Я стоял в страхе и колебался, будучи не в состоянии связать то, чему оказался свидетелем, с реальностью, с необходимостью действовать. У меня мелькнула мысль убежать и вызвать полицию; в конце концов, это было ее дело, а совсем не моя драка. Если бы я не замешкался на том проклятом светофоре, я бы, наверное, так и поступил и, скорее всего, мучился бы потом от стыда. Но что-то внутри — очевидно, тот дух мятежа, пробудившийся во мне, знал правду: я намеревался мчаться отнюдь не за помощью, просто это был повод удрать, не ввязываться, обойти по другой стороне улицы. А тут на карту была поставлена жизнь, и это было поважнее глупых штучек вроде проскакивания перекрестка на красный свет, важнее, чем абстрактный вопрос о трусости и отваге. Я должен, обязан был помочь… Но как?

Я сделал нерешительный шаг вперед. Может, если побежать с криками, это испугает их? А если нет? Я ни разу не дрался с тех пор, как окончил школу, а тут было сразу трое. Затем в неярком свете взгляд мой упал на кучу металлических труб, валявшихся на обочине, — остатки разобранных строительных лесов. Они были липкими от грязи, однако рывком, от которого у меня затрещали плечи, я поднял здоровенную трубу длиной около семи футов, вскинул ее над головой и побежал по скользким булыжникам.

Сначала никто меня не заметил: убегавший поскользнулся и упал, и все накинулись на него. Я грозно заорал, вернее, сначала из моей глотки вырвалось дурацкое сдавленное «эй!», потом звук прервался и превратился в вопль баньши[3]. Вот тогда-то они меня определенно увидели. И отнюдь не удрали, но, напротив, кинулись на меня все трое. Бежать было поздно — я замахнулся трубой на одного, но промазал чуть не на целую милю. Он прыгнул на меня. В панике я схватил его вытянутую руку и каким-то чудом перекинул через себя. Он с воем повалился на землю, и я увидел, как в воздухе мелькнул нож. Другой сделал выпад, отскочил назад, когда я замахнулся трубой, затем, когда труба прошла мимо, прыгнул снова. Однако труба, к счастью, была достаточно скользкой, и, когда она выскочила у меня из рук, ее конец ударил нападавшего в живот и повалил. Сам не веря в то, что творю, я замахнулся на третьего — и тут моя нога заскользила по мокрой траве. Я, совершенно потрясенный, оказался на земле и заметил оскаленные белые зубы и готовый опуститься нож.
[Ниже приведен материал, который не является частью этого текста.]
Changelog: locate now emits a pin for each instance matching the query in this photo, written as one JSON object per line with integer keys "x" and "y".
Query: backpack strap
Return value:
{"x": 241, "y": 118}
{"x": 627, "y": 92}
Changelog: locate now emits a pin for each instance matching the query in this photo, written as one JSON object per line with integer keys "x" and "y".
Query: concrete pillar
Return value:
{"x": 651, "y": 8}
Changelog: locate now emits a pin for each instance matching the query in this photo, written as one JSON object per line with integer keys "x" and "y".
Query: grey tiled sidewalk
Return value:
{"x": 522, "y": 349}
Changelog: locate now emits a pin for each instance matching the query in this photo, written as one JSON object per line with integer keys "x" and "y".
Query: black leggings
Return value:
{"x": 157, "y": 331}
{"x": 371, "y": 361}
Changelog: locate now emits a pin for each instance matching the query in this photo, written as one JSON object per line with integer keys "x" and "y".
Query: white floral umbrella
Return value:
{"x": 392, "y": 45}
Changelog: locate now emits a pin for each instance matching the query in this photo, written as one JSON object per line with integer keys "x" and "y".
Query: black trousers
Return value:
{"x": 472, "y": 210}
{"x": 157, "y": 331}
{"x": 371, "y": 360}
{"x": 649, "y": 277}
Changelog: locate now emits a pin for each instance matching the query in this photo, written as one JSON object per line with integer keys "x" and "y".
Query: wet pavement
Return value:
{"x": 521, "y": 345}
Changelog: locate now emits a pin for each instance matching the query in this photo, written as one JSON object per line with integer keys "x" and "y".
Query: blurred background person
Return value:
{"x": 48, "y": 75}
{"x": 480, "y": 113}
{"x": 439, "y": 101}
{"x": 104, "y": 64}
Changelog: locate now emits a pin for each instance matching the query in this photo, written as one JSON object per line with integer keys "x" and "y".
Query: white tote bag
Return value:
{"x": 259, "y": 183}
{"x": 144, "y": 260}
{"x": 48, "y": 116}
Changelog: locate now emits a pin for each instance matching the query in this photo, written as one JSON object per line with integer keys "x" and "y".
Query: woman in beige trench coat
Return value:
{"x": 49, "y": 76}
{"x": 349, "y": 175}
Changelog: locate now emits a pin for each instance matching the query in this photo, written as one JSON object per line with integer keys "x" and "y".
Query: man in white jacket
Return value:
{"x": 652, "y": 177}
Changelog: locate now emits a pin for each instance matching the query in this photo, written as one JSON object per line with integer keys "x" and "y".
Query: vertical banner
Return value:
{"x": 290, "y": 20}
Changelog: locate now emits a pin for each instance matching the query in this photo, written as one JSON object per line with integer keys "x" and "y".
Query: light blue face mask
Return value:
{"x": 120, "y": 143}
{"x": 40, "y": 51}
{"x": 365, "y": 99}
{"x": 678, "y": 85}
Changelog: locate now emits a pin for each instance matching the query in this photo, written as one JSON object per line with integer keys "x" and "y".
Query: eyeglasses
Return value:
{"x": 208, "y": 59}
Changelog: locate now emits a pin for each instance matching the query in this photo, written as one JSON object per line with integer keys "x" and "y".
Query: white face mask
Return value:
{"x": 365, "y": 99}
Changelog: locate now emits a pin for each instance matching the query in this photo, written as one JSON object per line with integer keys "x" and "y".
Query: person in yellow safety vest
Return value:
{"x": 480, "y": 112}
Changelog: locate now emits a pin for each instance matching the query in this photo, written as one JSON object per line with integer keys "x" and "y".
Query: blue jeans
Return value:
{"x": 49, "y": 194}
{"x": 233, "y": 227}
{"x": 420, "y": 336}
А потом надо мной что-то блеснуло, и противник мой отступил. Вместо него в поле моего зрения оказался человек, на которого они напали, — невысокий подтянутый мужчина с копной рыжеватых волос. Он наносил бешеные удары, отражая направленные на него с легкостью, казалось, без каких-либо усилий. Неожиданно его руки сделали выпад, блеснул металл, и раздался жуткий треск. На мгновение сражающиеся оказались на свету, и я увидел длинный разрез на куртке великана и льющуюся кровь. Я с трудом поднялся на ноги, а потом в страхе отпрянул — мне показалось, что сама темнота набросилась на меня. Я выбросил руку вперед и вскрикнул от неожиданной боли, а потом от гнева, ракетой просвистевшего у меня в мозгу. Внезапно передо мной возникла зловеще ухмылявшаяся, слюнявая физиономия, увенчанная гребнем из зеленых перьев австралийского попугая, со звякающими массивными кольцами в ушах. Я с силой врезал по ней здоровой рукой, почувствовал, что попал, и восторжествовал, — но тут ракета взорвалась (во всяком случае, ощущение было именно такое), и зубы мои щелкнули — с такой силой был нанесен ответный удар. Я согнулся пополам, держась за голову, — от удара мои мозги, казалось, треснули, как зеркало. Услышав рядом с собой вопль, я стал ожидать худшего — боли от удара ножом или тупой — от удара ботинком. Однако этого не произошло. Я выпрямился и заставил себя открыть глаза — как раз вовремя, чтобы увидеть, как три тени удирают вниз по улице по направлению к морю: один из них сильно хромал, другой держался за грудь, а третьего они тащили, взяв под руки, — его ноги беспомощно волочились по булыжникам. Там, где он двигался, оставался черный след — как след змеи на песке.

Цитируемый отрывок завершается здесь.